Thanks @thomas-robinson , but I want to modified the total npes as our computer does not have so many resources (cores). Is it possible to change npes so that the error of coupler_init: atmos_npes+ocean_npes must equal npes for concurrent coupling is not raised

thomas-robinson commented 3 years ago

The variables ocean_npes, atmos_npes, and atmos_nthreads combine to set the total npes.The total number of processors (npes) you are running on is atmos_npes*atmos_nthreads + ocean_npes. That's how many processors you need to request when running your job. If you want to change the number of processors, you need to change the values of these variables. atmos_npes has to be a multiple of 6.
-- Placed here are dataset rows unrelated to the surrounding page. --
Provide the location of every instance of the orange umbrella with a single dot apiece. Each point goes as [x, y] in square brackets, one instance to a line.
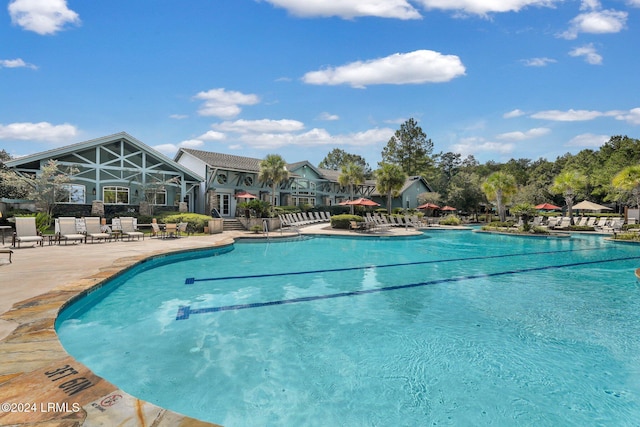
[429, 206]
[361, 202]
[547, 207]
[245, 195]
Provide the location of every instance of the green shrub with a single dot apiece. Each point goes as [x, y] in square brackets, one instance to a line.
[451, 220]
[344, 221]
[196, 222]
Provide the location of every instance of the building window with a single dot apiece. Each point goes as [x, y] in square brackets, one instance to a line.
[72, 193]
[157, 197]
[115, 195]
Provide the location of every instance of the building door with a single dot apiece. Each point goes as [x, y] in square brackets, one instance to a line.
[224, 204]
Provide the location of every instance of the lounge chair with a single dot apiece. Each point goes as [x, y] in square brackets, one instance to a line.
[182, 228]
[601, 223]
[94, 229]
[171, 231]
[26, 231]
[67, 231]
[565, 222]
[6, 251]
[129, 229]
[615, 226]
[156, 231]
[357, 226]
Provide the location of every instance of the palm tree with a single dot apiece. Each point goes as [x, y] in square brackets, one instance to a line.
[273, 171]
[500, 186]
[389, 180]
[568, 183]
[628, 179]
[352, 174]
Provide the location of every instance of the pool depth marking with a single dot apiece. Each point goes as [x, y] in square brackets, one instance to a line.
[185, 311]
[192, 280]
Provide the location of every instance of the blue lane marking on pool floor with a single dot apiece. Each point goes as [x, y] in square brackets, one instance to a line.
[185, 311]
[192, 280]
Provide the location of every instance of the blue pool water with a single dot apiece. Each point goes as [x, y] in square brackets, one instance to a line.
[457, 328]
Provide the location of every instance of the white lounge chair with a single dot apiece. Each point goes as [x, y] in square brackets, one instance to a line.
[129, 230]
[94, 229]
[66, 230]
[26, 231]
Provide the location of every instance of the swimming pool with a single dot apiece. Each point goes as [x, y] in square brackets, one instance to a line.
[454, 328]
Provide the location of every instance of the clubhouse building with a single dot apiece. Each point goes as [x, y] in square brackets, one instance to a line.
[123, 173]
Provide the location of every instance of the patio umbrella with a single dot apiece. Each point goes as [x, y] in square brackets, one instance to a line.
[429, 206]
[547, 207]
[362, 202]
[586, 205]
[245, 195]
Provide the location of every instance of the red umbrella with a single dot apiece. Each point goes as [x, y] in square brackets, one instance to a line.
[428, 206]
[245, 195]
[547, 207]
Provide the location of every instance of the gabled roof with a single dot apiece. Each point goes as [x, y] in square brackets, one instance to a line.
[61, 151]
[408, 183]
[220, 160]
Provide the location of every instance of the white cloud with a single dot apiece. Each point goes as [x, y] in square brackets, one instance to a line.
[538, 62]
[259, 126]
[590, 5]
[349, 9]
[420, 66]
[16, 63]
[328, 116]
[588, 140]
[316, 136]
[568, 116]
[589, 52]
[171, 149]
[42, 16]
[212, 136]
[513, 114]
[632, 116]
[596, 22]
[483, 7]
[223, 103]
[42, 131]
[521, 136]
[476, 145]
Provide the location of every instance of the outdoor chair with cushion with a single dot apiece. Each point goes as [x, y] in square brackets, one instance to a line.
[182, 228]
[156, 231]
[66, 230]
[26, 231]
[94, 229]
[129, 229]
[171, 230]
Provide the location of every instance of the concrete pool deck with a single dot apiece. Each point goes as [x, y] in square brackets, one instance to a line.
[40, 384]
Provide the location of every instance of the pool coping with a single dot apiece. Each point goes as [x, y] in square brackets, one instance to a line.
[43, 385]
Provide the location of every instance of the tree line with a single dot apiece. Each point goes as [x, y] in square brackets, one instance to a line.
[609, 175]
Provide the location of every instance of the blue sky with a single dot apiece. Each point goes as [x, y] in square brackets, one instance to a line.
[498, 79]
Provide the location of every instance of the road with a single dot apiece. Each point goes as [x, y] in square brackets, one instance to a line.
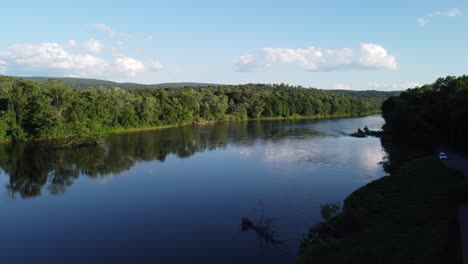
[457, 162]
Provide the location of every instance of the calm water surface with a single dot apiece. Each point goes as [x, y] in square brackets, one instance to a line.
[177, 195]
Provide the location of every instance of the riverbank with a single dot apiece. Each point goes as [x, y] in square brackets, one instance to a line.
[121, 130]
[410, 216]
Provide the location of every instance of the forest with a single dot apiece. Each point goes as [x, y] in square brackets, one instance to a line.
[54, 109]
[436, 113]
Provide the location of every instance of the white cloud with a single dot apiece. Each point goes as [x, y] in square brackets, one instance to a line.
[155, 65]
[72, 43]
[454, 12]
[148, 38]
[247, 62]
[128, 65]
[375, 56]
[422, 22]
[50, 57]
[368, 56]
[394, 86]
[3, 67]
[342, 86]
[448, 13]
[110, 32]
[94, 46]
[106, 29]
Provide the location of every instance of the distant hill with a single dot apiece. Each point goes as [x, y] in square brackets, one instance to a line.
[85, 83]
[81, 83]
[368, 93]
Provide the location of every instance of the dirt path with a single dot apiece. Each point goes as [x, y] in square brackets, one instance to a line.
[459, 163]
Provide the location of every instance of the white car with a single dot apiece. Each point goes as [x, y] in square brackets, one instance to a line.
[443, 156]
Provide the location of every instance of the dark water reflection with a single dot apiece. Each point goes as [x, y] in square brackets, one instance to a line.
[177, 195]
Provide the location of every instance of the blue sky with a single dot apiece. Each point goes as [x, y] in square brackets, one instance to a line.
[326, 44]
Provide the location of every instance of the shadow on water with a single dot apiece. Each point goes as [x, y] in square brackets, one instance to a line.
[31, 166]
[263, 229]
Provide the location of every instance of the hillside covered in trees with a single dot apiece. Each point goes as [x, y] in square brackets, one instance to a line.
[432, 114]
[30, 110]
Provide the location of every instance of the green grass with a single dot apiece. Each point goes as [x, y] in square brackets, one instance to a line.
[408, 217]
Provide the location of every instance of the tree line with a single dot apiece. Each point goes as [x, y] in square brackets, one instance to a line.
[53, 109]
[432, 114]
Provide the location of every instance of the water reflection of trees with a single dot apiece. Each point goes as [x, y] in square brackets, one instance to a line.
[32, 166]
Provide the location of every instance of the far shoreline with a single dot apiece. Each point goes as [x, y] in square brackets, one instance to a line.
[116, 131]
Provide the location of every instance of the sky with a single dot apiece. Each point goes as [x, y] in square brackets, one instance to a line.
[359, 45]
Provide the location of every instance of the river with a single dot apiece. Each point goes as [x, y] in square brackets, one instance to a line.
[178, 195]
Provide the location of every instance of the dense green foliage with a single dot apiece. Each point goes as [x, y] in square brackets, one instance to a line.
[30, 110]
[408, 217]
[82, 83]
[431, 114]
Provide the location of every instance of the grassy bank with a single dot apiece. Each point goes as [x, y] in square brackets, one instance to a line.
[408, 217]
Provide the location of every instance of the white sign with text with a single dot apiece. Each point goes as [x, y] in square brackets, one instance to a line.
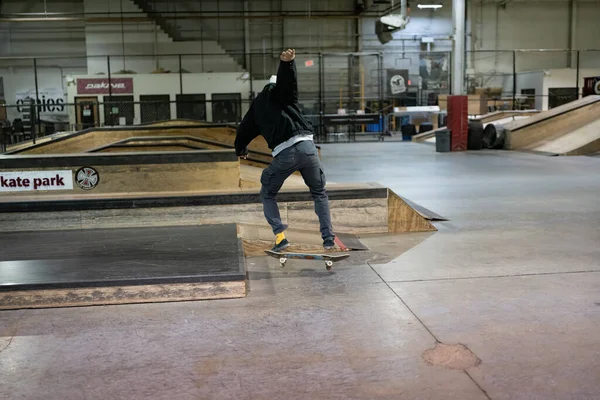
[21, 181]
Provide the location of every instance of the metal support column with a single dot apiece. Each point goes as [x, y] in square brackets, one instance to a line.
[105, 103]
[180, 76]
[577, 66]
[247, 59]
[458, 47]
[36, 103]
[514, 79]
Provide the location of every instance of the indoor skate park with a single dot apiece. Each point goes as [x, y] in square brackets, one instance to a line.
[460, 142]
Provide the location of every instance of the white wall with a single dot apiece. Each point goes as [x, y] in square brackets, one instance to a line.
[531, 80]
[565, 78]
[145, 38]
[18, 81]
[146, 84]
[531, 24]
[62, 39]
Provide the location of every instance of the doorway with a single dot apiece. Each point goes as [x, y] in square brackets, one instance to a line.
[86, 111]
[155, 107]
[118, 110]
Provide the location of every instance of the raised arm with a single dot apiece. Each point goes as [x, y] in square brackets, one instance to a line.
[287, 80]
[246, 132]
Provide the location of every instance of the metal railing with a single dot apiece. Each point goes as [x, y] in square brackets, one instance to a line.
[370, 85]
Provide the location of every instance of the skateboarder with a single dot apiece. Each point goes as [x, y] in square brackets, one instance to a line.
[275, 114]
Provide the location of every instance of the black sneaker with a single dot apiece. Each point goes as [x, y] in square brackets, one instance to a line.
[329, 243]
[284, 244]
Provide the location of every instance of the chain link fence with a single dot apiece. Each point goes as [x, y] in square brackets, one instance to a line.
[345, 95]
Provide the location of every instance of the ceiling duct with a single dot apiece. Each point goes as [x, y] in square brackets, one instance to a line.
[386, 25]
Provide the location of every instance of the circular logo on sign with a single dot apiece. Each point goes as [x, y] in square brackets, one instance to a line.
[87, 178]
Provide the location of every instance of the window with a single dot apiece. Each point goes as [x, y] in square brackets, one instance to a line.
[560, 96]
[155, 107]
[191, 106]
[227, 107]
[116, 108]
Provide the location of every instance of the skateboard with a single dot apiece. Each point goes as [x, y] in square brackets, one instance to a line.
[328, 258]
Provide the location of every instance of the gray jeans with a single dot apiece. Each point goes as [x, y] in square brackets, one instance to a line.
[303, 157]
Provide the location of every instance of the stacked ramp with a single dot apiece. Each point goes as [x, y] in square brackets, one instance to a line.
[571, 129]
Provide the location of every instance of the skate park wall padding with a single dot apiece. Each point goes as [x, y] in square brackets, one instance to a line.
[121, 173]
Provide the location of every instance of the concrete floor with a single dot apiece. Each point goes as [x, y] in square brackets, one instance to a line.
[514, 276]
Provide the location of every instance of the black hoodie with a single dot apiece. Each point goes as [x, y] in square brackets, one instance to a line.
[275, 113]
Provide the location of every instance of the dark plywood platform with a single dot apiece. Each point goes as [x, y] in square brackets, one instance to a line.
[117, 266]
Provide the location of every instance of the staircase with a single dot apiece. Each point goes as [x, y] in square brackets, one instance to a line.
[188, 30]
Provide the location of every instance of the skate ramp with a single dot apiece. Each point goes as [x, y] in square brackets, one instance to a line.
[497, 116]
[93, 138]
[569, 121]
[582, 141]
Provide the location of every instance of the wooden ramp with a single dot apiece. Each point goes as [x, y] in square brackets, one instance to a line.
[121, 266]
[361, 208]
[93, 138]
[582, 141]
[503, 115]
[549, 126]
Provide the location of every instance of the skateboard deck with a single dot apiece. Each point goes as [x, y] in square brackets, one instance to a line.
[328, 258]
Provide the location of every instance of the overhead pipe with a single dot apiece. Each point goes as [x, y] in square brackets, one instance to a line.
[179, 17]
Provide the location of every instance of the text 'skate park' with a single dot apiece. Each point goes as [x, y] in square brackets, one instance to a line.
[35, 180]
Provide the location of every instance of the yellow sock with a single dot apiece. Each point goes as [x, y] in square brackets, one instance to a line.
[279, 237]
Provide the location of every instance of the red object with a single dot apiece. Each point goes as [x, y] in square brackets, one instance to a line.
[100, 86]
[458, 121]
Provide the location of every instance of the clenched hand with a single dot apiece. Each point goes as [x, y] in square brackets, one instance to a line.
[288, 55]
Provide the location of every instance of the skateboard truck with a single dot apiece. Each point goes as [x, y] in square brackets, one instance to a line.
[328, 258]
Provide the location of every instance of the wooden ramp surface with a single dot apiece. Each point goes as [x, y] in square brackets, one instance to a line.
[120, 266]
[548, 126]
[500, 115]
[581, 141]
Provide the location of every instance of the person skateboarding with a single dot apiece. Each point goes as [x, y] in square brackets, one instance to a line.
[275, 114]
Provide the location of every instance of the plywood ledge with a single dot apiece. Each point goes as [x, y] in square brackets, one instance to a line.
[113, 295]
[403, 218]
[254, 248]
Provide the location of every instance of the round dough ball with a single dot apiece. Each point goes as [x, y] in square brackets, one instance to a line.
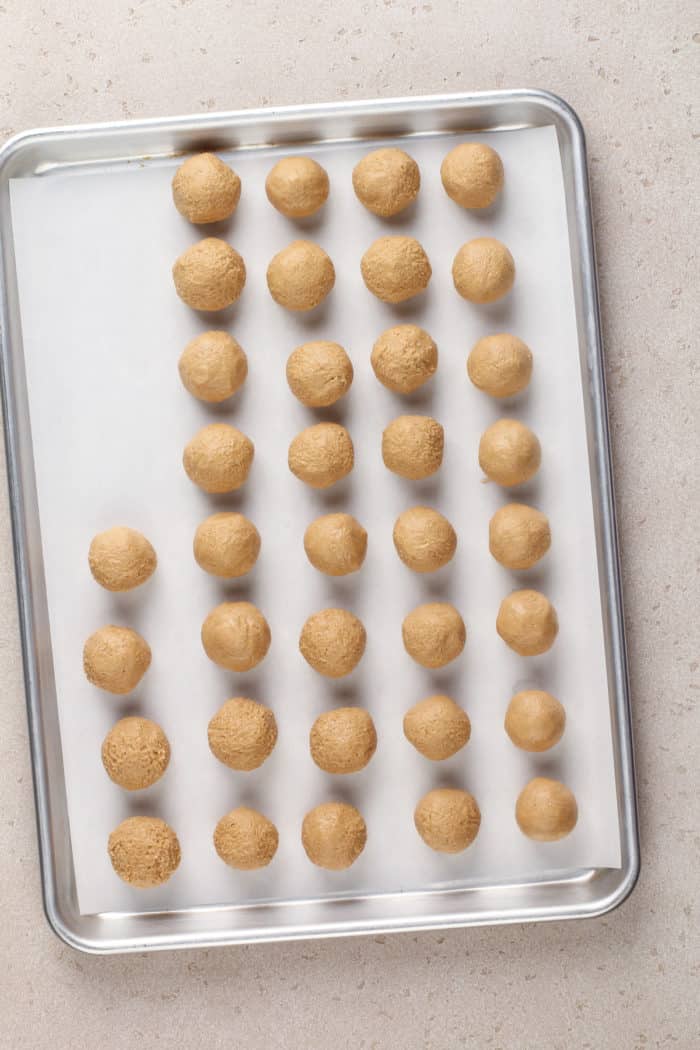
[144, 852]
[297, 186]
[135, 753]
[333, 642]
[447, 819]
[396, 269]
[546, 811]
[518, 536]
[321, 455]
[319, 374]
[205, 189]
[213, 366]
[472, 174]
[433, 634]
[246, 840]
[227, 545]
[527, 623]
[509, 453]
[115, 658]
[236, 635]
[334, 835]
[438, 728]
[210, 275]
[121, 559]
[300, 276]
[412, 446]
[386, 181]
[218, 458]
[343, 740]
[483, 270]
[242, 734]
[336, 544]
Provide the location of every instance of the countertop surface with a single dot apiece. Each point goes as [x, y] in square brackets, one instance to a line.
[630, 980]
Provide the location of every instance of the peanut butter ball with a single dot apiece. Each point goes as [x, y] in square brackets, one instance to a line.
[210, 275]
[334, 835]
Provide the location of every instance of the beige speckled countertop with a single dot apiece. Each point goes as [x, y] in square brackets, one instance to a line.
[630, 68]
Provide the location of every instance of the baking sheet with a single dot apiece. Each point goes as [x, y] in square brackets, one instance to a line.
[103, 330]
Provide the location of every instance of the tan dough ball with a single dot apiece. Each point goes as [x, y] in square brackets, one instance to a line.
[518, 536]
[236, 635]
[336, 544]
[546, 811]
[246, 840]
[218, 458]
[433, 634]
[300, 276]
[386, 181]
[205, 189]
[115, 658]
[527, 623]
[297, 186]
[135, 753]
[333, 642]
[213, 366]
[227, 545]
[483, 270]
[412, 446]
[438, 728]
[447, 819]
[242, 734]
[121, 559]
[396, 269]
[334, 835]
[144, 852]
[210, 275]
[319, 374]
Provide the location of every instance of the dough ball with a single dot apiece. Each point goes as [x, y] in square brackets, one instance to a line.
[509, 453]
[546, 811]
[319, 374]
[396, 269]
[144, 852]
[300, 276]
[527, 623]
[210, 275]
[242, 734]
[205, 189]
[246, 840]
[472, 174]
[500, 364]
[483, 270]
[333, 642]
[386, 181]
[433, 634]
[115, 658]
[213, 366]
[334, 835]
[218, 458]
[404, 357]
[336, 544]
[321, 455]
[412, 446]
[424, 540]
[121, 559]
[447, 819]
[135, 753]
[236, 635]
[534, 720]
[518, 536]
[227, 545]
[297, 186]
[438, 728]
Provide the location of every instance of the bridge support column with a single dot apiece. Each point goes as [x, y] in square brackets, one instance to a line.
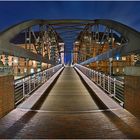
[6, 94]
[132, 90]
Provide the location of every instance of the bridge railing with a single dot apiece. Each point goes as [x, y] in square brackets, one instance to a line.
[26, 85]
[113, 86]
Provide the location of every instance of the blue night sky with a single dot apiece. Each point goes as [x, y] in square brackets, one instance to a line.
[127, 12]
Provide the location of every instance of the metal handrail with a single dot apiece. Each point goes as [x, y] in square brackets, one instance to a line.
[112, 86]
[26, 85]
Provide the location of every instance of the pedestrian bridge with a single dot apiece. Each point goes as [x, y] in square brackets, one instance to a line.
[87, 98]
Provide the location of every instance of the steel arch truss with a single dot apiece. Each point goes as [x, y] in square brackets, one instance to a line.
[121, 40]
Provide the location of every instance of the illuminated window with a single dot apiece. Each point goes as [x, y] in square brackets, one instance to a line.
[117, 70]
[123, 58]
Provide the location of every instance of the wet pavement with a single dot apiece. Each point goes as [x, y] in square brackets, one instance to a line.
[68, 111]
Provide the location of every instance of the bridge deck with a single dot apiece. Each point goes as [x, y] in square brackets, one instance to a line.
[68, 111]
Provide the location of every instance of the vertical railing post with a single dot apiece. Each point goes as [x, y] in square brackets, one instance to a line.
[34, 80]
[23, 86]
[104, 81]
[108, 79]
[114, 80]
[29, 84]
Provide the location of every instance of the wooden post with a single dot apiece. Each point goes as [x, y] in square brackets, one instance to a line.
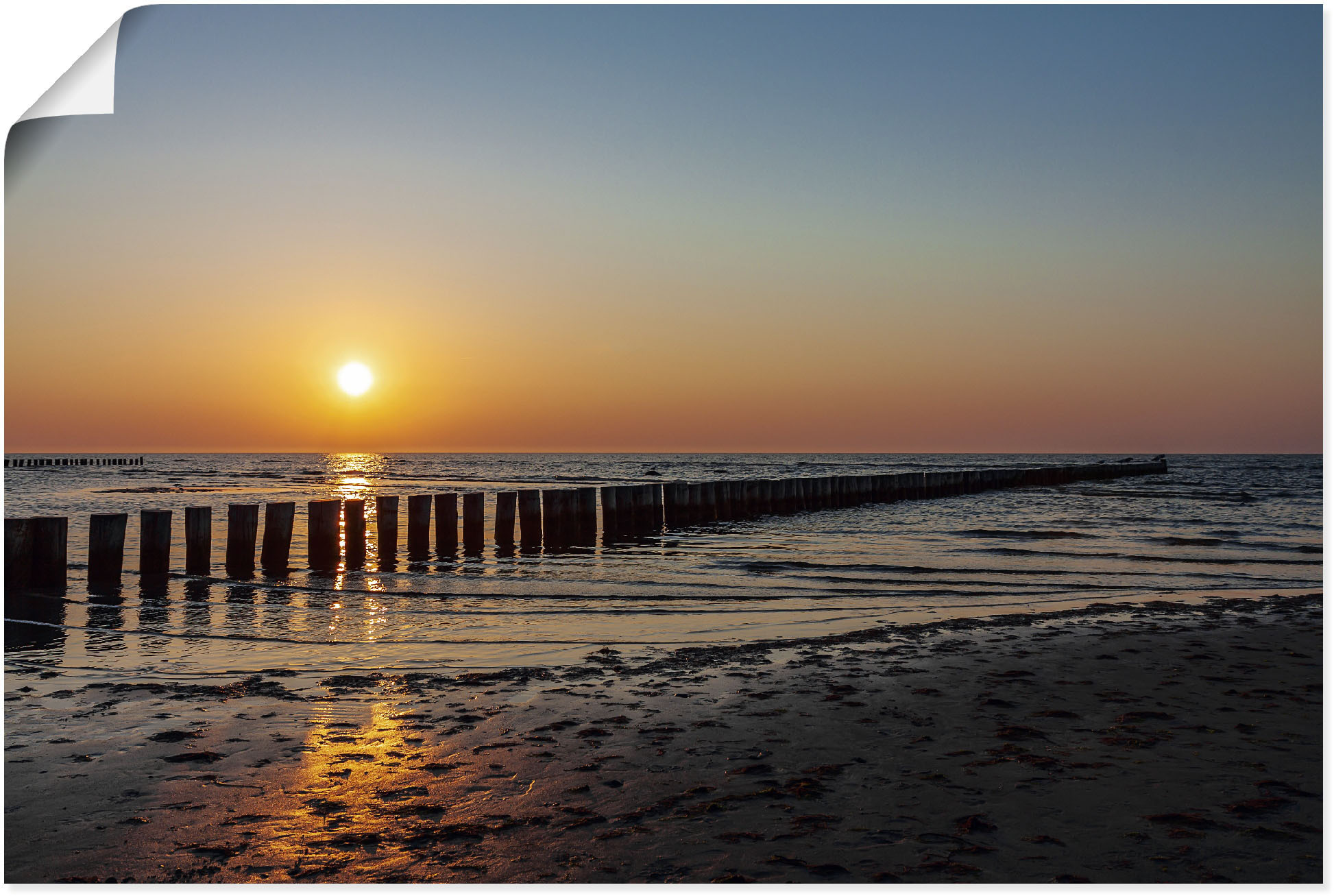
[106, 547]
[551, 500]
[627, 522]
[570, 516]
[530, 518]
[18, 553]
[154, 543]
[387, 526]
[354, 535]
[609, 509]
[446, 524]
[474, 522]
[276, 551]
[322, 533]
[242, 529]
[506, 505]
[586, 500]
[199, 540]
[420, 526]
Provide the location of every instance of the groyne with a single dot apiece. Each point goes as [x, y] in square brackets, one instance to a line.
[551, 519]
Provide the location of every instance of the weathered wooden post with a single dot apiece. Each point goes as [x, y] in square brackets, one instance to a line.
[446, 524]
[530, 518]
[199, 540]
[387, 526]
[551, 533]
[322, 533]
[609, 511]
[154, 543]
[650, 509]
[106, 547]
[275, 553]
[420, 526]
[474, 522]
[627, 522]
[586, 500]
[694, 503]
[506, 506]
[354, 533]
[723, 499]
[242, 529]
[18, 553]
[707, 502]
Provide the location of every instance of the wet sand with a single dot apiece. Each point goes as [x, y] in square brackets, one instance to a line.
[1167, 743]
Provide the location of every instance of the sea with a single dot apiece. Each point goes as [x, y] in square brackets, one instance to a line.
[1213, 526]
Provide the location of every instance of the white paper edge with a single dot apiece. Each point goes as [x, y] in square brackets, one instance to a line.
[88, 87]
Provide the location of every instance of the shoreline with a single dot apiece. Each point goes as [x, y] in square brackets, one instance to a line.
[867, 756]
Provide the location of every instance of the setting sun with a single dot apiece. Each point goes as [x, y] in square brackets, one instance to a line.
[355, 378]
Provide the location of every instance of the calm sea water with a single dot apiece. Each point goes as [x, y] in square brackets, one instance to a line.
[1211, 526]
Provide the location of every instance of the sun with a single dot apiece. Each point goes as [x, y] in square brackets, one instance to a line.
[355, 378]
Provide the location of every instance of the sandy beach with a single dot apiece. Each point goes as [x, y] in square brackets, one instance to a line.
[1165, 743]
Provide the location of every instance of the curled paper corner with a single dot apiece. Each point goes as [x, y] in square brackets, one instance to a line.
[88, 87]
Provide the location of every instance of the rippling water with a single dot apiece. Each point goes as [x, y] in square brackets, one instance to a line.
[1211, 526]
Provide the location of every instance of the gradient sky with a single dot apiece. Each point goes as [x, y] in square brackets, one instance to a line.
[678, 228]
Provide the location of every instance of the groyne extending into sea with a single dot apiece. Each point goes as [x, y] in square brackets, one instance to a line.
[553, 519]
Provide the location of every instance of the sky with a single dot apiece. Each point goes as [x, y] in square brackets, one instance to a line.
[678, 228]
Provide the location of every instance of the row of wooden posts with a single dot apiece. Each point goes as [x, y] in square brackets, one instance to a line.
[73, 461]
[36, 547]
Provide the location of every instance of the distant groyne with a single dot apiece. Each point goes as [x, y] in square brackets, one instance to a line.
[548, 520]
[25, 463]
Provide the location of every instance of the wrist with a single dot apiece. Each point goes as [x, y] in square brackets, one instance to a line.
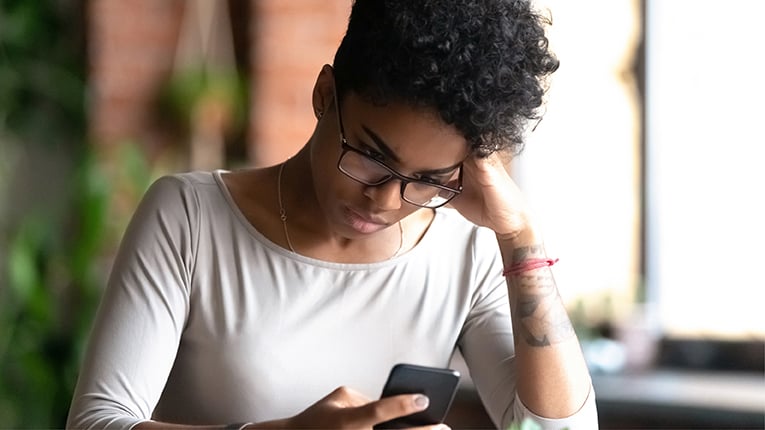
[522, 239]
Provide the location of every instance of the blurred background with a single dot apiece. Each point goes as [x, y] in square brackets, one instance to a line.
[645, 173]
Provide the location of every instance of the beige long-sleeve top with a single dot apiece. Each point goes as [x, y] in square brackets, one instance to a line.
[204, 320]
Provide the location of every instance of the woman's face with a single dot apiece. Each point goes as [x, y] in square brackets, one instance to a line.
[414, 143]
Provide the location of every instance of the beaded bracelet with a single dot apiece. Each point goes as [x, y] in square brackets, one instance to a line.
[529, 264]
[237, 426]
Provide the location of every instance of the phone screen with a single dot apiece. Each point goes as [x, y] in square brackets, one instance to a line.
[440, 385]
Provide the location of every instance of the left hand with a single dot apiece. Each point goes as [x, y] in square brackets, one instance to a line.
[490, 198]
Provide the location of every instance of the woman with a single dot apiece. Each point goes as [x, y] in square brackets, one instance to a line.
[281, 297]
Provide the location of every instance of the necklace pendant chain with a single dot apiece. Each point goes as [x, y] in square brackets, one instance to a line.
[283, 217]
[282, 212]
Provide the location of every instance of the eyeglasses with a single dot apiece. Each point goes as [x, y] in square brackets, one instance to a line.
[363, 167]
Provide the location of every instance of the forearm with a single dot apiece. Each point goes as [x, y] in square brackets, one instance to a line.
[553, 380]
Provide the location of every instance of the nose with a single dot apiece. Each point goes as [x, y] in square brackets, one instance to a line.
[387, 195]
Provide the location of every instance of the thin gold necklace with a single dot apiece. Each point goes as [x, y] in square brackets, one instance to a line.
[283, 217]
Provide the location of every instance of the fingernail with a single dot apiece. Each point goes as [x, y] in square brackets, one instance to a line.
[421, 401]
If you change these variables, then you need to change the layouts in your input.nml also. They are variables in the namelists that look like layout = x,y.

For atmosphere and land: x y 6 = atmos_npes

For ocean and ice: x * y = ocean_npes

If you change the number of ocean ranks, you will need to consider that the ocean mask file may not work for you. You might have to consult with the MOM6 documentation to see how to do that.

miniufo commented 3 years ago

OK, I think I understand it much better now. There is no standalone npes, but determined by ocean_npes, atmos_npes, and atmos_nthreads. I'll look into that error again.